Sunday, 10 December 2017

Snow and Snew



A repost from 2010:

Eskimos have no more words for snow than we do. The notion that they do is a myth, a mirage, and a cold white lie. They certainly don't have fifty of the damned things.

We have a few words of our own: snowblizzardsleetslushpowder and neve (a field of even snow). And if we feel this isn't enough, we simply invent compounds: snowstormsnow-flake, snow-flurry, snow drift, snowfall and snowperson.

It is exactly the same in your average igloo. The Eskimo-Aleut languages (of which there are several) have a few bases and many compounds. So the next time somebody repeats this porkie to you, cudgel him.

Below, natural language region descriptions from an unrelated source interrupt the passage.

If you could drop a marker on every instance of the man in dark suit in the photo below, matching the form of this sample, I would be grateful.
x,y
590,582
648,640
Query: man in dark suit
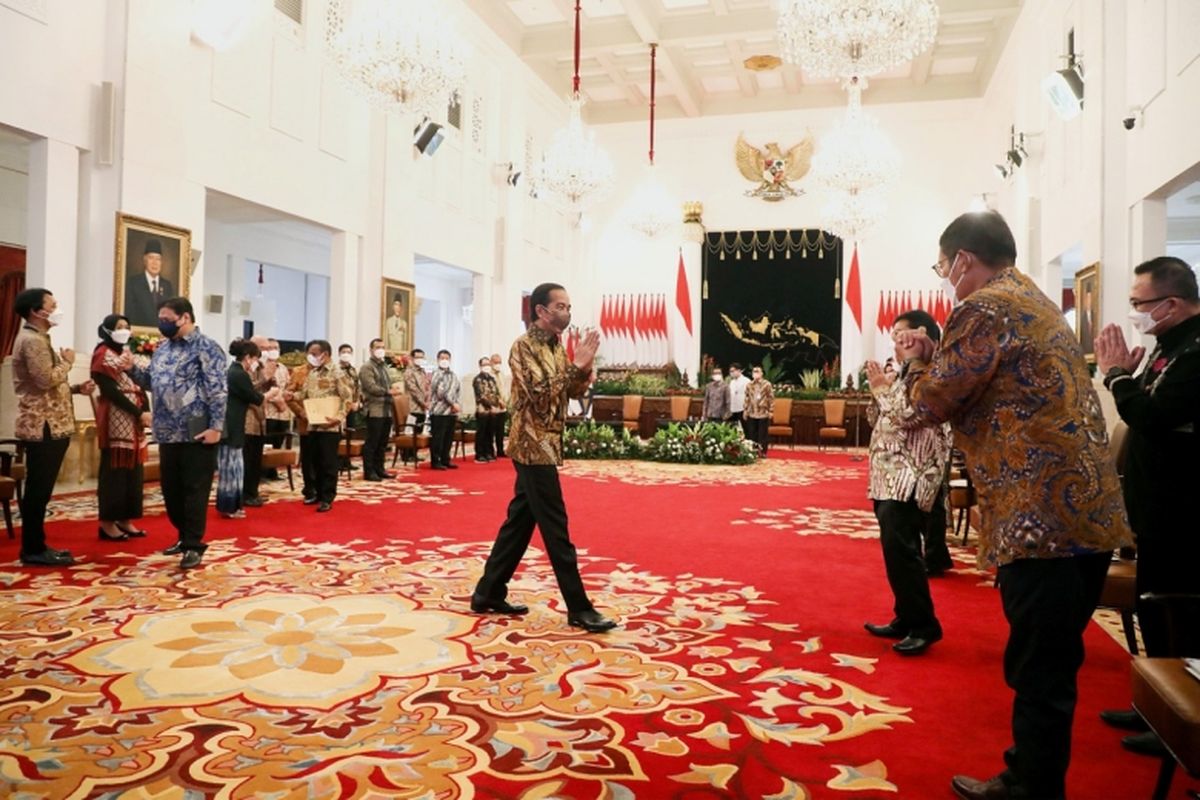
x,y
144,292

The urban myth of the Eskimo's verbosity did give rise to the young and useful word snowclone. A snowclone is hackneyed sentence structure. X is the new rock'n'roll. What do you get if you cross an X with a Y?*

The reason it's called a snowclone is that so many hackneyed hacks have written something along the lines of:

If Eskimos have N words for snow, X surely have Y words for Z.

Snowclone was invented by a language blog called Language Log, which goes to show something, but I don't know what.

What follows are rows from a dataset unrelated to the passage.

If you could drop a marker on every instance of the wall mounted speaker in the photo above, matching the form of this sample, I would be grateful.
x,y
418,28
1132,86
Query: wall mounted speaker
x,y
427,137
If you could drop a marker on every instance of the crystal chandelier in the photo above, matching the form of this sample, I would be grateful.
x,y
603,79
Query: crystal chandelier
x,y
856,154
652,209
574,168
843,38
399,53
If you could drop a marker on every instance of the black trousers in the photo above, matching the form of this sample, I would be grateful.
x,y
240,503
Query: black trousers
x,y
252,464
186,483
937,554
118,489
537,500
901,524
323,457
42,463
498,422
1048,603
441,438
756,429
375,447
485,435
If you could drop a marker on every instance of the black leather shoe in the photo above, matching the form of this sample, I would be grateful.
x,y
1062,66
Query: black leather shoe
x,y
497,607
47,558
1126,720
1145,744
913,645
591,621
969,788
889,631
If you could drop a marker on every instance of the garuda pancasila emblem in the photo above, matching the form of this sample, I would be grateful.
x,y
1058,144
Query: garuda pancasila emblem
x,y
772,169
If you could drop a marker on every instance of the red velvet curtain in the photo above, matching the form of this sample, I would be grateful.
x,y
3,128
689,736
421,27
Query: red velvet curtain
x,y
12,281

The past tense of snow used to be snew, on the same pattern as grow and grew or know and knew. So it snew in the night.

This from Froissart's Chronicles (1525):

Also it rayned, blewe, & snewe, that it was a mervaylouse yvell wether.

And this from Holinshed's describing special effects in a theatrical production of Dido in 1583:

It hailed small confects, rained rosewater, and snew an artificiall kind of snow.



*I imagine that the answer would be that you'd get back together with her.